Quality is outside of subject-object western epistemology. It cannot be defined objectively, yet it cannot be reduced to a merely subjective reality. It is not “either…or” thinking, nor is it “both…and.” Quality is not a matter of taste; taste comes into play when one or more objects of consideration are of comparable quality. Quality can be encountered in food, automobiles, computers and their codes, the clothes we wear, a Disney movie, and our expressions of love. It can be noticed the moment you walk into a hotel room and consider how it was made. It is outside of the subject and is not contained in the object exclusively.

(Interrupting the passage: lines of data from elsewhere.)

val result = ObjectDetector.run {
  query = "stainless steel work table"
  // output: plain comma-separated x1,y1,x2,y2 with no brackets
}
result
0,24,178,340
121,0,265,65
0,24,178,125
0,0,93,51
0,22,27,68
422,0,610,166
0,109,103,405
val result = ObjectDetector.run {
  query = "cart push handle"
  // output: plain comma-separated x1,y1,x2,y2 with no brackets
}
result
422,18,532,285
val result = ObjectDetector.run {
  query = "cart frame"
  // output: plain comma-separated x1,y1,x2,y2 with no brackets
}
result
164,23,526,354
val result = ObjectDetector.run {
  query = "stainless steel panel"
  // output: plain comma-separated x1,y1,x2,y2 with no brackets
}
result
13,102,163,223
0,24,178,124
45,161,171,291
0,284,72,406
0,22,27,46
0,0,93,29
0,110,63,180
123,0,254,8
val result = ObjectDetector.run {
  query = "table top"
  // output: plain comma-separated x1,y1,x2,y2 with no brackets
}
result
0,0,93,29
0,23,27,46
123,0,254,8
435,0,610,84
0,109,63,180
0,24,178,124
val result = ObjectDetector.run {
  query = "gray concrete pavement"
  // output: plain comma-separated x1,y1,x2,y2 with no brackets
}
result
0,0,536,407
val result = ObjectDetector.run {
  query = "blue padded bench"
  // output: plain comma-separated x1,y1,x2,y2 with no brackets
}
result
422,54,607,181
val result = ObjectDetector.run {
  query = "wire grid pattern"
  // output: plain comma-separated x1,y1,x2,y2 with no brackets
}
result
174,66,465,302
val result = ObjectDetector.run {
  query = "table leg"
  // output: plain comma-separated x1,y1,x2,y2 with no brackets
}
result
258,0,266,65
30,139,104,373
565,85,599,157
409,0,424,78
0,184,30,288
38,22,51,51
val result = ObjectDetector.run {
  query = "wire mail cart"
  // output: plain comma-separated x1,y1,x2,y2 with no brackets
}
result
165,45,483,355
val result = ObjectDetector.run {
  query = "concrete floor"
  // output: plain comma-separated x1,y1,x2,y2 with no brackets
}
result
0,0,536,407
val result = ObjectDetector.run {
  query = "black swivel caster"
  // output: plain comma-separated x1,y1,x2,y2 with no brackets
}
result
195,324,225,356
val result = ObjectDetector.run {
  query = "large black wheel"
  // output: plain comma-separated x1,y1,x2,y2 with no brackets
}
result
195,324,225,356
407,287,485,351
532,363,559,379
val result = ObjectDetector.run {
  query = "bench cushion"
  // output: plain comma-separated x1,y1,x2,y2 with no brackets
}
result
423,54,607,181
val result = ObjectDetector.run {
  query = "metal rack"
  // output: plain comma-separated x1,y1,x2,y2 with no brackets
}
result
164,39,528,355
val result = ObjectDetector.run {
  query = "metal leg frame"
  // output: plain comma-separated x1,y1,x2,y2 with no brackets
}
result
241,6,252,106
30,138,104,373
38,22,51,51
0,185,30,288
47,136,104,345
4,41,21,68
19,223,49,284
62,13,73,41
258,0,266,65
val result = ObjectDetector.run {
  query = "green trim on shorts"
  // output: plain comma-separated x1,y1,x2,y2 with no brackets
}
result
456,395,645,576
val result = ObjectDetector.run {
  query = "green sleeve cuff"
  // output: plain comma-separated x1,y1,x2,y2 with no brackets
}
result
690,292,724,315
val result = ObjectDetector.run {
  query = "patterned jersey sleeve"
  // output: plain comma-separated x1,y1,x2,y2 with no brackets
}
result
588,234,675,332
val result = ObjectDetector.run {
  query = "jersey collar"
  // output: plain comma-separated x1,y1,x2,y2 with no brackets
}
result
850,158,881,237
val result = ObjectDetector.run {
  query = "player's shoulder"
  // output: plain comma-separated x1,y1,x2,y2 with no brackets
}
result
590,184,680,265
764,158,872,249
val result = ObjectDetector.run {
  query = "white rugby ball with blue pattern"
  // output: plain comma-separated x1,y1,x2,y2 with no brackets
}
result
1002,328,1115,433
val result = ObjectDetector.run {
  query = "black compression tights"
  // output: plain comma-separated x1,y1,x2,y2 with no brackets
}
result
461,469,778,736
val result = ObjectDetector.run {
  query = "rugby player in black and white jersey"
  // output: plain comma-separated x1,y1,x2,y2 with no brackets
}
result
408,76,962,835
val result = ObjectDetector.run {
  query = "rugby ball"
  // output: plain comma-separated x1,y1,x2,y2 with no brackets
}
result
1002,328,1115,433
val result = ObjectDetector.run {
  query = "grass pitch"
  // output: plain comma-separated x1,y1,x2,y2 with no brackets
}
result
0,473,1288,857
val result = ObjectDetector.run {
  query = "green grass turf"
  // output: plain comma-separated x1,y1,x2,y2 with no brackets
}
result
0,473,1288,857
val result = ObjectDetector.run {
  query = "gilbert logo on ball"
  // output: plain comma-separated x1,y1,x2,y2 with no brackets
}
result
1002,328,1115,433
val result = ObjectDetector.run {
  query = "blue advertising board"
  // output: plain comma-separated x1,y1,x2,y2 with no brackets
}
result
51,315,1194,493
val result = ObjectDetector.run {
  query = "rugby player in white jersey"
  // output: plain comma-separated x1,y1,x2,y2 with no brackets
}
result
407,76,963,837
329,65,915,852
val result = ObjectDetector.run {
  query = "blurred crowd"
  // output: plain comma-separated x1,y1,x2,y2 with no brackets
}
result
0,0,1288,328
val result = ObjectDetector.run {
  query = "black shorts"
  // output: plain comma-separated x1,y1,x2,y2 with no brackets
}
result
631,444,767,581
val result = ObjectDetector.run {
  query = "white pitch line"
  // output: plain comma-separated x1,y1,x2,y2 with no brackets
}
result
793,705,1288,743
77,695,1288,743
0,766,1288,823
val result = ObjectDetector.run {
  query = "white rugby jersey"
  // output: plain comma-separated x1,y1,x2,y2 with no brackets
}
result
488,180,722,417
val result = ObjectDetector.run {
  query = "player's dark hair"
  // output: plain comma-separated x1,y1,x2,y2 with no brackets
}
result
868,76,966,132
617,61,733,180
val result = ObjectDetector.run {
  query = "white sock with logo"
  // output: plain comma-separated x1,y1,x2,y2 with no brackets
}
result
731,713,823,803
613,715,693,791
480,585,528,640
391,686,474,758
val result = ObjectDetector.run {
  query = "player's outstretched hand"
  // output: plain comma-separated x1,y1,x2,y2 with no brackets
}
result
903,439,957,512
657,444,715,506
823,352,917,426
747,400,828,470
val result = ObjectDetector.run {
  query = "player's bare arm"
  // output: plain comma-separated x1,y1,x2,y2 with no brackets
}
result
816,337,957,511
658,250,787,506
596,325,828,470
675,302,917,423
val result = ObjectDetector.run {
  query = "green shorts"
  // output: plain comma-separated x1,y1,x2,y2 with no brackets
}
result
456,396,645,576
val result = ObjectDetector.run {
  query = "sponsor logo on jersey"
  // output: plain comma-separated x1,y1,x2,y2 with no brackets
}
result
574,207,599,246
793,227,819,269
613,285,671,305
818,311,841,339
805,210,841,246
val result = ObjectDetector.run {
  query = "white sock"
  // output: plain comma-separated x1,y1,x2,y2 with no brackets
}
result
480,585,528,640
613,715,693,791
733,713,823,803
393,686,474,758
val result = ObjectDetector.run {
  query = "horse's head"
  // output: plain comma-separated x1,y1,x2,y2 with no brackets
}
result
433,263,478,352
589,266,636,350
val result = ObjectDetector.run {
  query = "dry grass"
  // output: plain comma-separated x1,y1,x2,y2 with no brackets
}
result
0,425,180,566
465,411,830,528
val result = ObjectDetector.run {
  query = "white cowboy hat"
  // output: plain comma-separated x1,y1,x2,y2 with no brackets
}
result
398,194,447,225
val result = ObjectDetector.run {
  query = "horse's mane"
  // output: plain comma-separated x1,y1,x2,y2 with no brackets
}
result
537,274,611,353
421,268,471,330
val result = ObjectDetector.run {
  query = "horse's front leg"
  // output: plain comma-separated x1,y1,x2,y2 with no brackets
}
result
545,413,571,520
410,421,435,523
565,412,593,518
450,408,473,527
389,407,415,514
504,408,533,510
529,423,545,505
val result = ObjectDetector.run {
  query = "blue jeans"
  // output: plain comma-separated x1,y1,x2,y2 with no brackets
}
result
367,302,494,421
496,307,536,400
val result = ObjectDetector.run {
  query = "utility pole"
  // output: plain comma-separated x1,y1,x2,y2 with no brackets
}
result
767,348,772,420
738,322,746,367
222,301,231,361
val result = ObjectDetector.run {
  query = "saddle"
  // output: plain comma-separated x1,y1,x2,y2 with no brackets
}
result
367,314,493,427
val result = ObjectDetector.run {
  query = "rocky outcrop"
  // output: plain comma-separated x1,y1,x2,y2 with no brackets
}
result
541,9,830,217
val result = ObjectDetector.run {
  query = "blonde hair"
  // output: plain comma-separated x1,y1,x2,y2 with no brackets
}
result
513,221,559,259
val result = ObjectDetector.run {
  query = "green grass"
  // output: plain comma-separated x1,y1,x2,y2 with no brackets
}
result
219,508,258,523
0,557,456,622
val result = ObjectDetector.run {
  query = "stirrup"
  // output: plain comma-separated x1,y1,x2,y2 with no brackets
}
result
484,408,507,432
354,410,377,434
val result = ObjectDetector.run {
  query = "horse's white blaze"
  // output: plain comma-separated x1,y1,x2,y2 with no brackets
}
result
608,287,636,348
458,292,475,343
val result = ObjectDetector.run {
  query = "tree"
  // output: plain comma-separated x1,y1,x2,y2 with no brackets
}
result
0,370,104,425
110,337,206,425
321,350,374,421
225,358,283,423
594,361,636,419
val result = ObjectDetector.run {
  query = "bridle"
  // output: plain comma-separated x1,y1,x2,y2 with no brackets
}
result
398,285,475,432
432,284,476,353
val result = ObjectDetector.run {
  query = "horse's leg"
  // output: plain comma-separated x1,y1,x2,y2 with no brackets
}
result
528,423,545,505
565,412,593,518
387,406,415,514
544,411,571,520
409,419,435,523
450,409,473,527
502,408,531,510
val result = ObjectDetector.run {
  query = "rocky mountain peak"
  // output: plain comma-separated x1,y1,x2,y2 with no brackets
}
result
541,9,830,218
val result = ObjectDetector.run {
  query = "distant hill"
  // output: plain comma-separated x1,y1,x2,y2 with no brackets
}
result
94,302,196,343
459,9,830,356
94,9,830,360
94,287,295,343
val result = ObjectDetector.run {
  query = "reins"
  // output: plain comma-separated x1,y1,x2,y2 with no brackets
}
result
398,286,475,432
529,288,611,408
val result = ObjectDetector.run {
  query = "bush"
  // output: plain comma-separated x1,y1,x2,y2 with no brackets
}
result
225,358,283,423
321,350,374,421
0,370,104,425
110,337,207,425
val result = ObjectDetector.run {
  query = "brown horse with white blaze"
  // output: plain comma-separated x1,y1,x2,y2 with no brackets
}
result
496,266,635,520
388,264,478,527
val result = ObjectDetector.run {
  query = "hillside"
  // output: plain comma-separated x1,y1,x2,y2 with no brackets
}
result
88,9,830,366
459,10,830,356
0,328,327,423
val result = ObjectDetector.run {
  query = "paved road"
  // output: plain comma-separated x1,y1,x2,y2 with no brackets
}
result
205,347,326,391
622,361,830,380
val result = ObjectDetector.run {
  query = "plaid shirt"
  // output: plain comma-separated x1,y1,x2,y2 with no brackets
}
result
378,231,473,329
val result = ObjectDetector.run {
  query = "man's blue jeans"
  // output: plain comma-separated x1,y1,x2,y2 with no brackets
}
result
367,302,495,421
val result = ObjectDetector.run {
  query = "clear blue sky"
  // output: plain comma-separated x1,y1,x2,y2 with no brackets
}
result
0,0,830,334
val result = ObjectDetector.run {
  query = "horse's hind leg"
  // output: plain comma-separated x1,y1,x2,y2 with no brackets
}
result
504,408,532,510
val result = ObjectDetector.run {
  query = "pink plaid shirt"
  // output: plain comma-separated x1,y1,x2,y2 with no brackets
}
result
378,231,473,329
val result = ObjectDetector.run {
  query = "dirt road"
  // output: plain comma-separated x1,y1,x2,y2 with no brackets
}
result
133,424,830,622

You can call this third life the Buddha. Or you can call it God. But you cannot make it into doctrine, as Plato and the Christians tried to do. If you do this, you will make something without quality called hogwash. The sophists knew this. Pirsig knew it too. It initially made him crazy. Encountering it again on his motorcycle, it made him whole.
This mysterious third life still lives in Pirsig’s pages. You too can seek it on the open road, once you find the lost key. Or you can find it for yourself at home, safe and content, in anything well made, in the quality that lasts.
Thanks for taking me back to a good friend from my youth and some of the thoughts from that time. Z&MM has been fermenting in my being for a long time. I have also worried that my "madness" could infect or affect my kids as with Pirsig.